Что мог донской казак Миронов противопоставить непобедимым самураям? Степняк, имевший дело с равнинной местностью, хуторами и станциями, разбросанными по необозримым просторам. Родной язык, обычаи, правы, традиции – все знакомое, родное. А здесь – море, горы, туманы, штормы. Хребты, отроги, холмы, овраги, горные ручьи, ущелья, сопки. Искусственные проволочные заграждения в четыре-пять рядов. Орудия и пулеметы, стоявшие «колесо к колесу». Вот и попробуй обмануть, обхитрить врага.
Сложная это наука – обмануть, обхитрить, когда враг точно так же только и делает, что об этом же самом думает. Но при этом ни на мгновение нельзя забывать обеим сторонам об основном правиле – кроме изворотливости ума, нужна изворотливость тела: сила, ловкость. Знание приемов борьбы. Причем борьбы смертельной. Допустим, что все это есть у противоборствующих разведчиков, и они вооружены, как говорится, до зубов. Но остается еще одна малость – мысль. Сознание, что будешь убит и тебя не будет. Как это не будет? А вот так – никогда не будет!.. И такое может случиться через минуту, через час... Капля ядовитого страха... Даже не капля, а всего-навсего лишь ладони повлажнеют или дрогнут пальцы, когда попытаешься прикурить цигарку от цигарки такого же смертника, собирающегося идти вместе с тобою в разведку. Но человек идет. Причем чаще всего добровольно идет. Значит, что-то есть в человеке такое, что выше смерти?.. Выше страха небытия?.. Священный огонь, великая страсть – это патриотизм. А честолюбие?.. Наполеон говорил, что человек может идти на смерть даже из-за пуговицы. Но когда он знает, что за эту пуговицу соотечественники будут его прославлять...
Да, легко сказать: сходил в разведку, достал «языка», получил награду – и слава храбрецу!..
Перед тем как набрать казаков-добровольцев, так называемых охотников, чтобы идти в разведку, точно такая же процедура происходила среди офицерского состава. Командир 26-го Донского казачьего полка полковник Богачев на привале в деревне Чатайуз 13 января 1905 года вызвал в штаб всех офицеров и объявил о посылке в разведку во главе казаков опытного и, главное, храброго человека.

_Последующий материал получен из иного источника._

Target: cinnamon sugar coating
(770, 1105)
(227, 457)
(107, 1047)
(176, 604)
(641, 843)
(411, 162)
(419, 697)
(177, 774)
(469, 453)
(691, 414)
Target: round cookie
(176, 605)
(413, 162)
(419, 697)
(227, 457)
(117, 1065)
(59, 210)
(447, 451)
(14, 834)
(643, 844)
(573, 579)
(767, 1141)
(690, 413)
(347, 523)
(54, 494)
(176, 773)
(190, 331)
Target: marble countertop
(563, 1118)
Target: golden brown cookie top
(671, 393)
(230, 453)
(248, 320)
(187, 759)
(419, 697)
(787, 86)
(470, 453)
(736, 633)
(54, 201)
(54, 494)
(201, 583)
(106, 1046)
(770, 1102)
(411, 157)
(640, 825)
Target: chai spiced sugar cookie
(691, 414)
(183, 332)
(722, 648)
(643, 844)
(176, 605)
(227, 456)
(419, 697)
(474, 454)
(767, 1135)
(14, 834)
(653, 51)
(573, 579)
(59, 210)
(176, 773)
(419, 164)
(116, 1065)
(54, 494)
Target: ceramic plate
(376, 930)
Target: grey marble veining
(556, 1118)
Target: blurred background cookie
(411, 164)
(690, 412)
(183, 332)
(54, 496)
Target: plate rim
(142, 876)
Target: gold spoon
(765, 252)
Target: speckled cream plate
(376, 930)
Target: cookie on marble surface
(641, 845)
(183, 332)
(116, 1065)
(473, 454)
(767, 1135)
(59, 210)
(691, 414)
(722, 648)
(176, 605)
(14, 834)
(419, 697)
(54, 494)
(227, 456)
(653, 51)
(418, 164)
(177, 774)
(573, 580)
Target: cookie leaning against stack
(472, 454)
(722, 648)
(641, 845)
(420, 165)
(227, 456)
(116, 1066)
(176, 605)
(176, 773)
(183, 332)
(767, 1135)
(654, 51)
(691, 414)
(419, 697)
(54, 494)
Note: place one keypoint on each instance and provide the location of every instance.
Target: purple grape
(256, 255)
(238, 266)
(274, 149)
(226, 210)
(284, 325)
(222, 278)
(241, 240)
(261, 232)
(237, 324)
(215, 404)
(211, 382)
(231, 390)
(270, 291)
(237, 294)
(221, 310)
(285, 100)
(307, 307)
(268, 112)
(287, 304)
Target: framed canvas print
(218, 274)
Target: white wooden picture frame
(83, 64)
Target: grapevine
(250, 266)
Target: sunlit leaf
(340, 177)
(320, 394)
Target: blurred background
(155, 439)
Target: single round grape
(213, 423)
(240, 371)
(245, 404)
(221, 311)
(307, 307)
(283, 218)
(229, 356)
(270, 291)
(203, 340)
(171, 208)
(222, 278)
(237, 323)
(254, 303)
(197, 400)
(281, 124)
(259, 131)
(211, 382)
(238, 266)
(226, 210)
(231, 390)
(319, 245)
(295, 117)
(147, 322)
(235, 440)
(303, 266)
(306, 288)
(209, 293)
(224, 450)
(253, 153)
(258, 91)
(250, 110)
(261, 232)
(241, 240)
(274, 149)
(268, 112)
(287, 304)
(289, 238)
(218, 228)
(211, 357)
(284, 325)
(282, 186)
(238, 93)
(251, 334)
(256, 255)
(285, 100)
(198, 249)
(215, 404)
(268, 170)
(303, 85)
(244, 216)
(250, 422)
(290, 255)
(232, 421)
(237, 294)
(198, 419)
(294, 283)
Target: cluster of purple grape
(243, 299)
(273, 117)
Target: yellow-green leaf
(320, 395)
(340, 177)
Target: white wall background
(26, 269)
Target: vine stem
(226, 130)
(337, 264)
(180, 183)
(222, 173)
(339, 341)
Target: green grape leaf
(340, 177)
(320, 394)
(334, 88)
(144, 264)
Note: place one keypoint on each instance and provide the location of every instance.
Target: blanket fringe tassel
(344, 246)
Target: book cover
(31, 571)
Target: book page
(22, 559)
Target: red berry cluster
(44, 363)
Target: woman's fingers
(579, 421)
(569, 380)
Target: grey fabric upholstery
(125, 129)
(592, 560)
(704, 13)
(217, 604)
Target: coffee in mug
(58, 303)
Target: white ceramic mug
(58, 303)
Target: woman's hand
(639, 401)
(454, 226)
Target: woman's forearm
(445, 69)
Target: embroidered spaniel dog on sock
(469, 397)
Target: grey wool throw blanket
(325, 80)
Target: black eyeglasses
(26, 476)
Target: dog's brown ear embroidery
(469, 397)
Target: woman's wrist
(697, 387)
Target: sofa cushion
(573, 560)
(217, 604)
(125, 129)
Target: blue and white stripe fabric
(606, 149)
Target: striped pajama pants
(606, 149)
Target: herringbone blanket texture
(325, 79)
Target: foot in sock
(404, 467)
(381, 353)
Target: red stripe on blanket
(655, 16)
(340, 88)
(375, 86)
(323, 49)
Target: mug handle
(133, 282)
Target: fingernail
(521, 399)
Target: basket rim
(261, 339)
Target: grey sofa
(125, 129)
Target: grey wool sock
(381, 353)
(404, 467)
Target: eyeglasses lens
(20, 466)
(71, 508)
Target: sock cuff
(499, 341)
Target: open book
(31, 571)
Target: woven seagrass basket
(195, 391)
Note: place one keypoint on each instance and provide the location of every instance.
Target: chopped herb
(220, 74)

Все молчали. Да и говорить особенно было не о чем – приказ дан, выполняй! Только вот кому сия участь выпадет? Кто окажется, по мнению командира полка, тот самый опытный и храбрый человек? Да и из приказа почему-то неясно, кого это лично касается. Но оказалось, что офицеры поторопились со своими предположениями, потому что полковник не все сказал и, как выяснилось чуточку позже, не собирался никому лично приказывать возглавить разведку казаков, так как нужен был офицер-охотник. Таково желание вышестоящего командования. И когда он объявил об этом добавлении к приказу, все равно никто из офицеров не выскочил вперед и не изъявил страстного желания быть первым разведчиком русско-японской войны. Наверное, каждый мог подумать, что это равносильно заявить во всеуслышание, что он самый опытный и самый храбрый человек. Это было бы верх нескромности. А возможно, мысль более каверзная являлась, вроде той, что, мол, первая разведка может стать и последней?.. И поэтому никто не проявлял особой торопливости. Словом, и на такое уточнение офицеры ответили молчанием. Причем долгим-предолгим и кажущимся особенно томительным.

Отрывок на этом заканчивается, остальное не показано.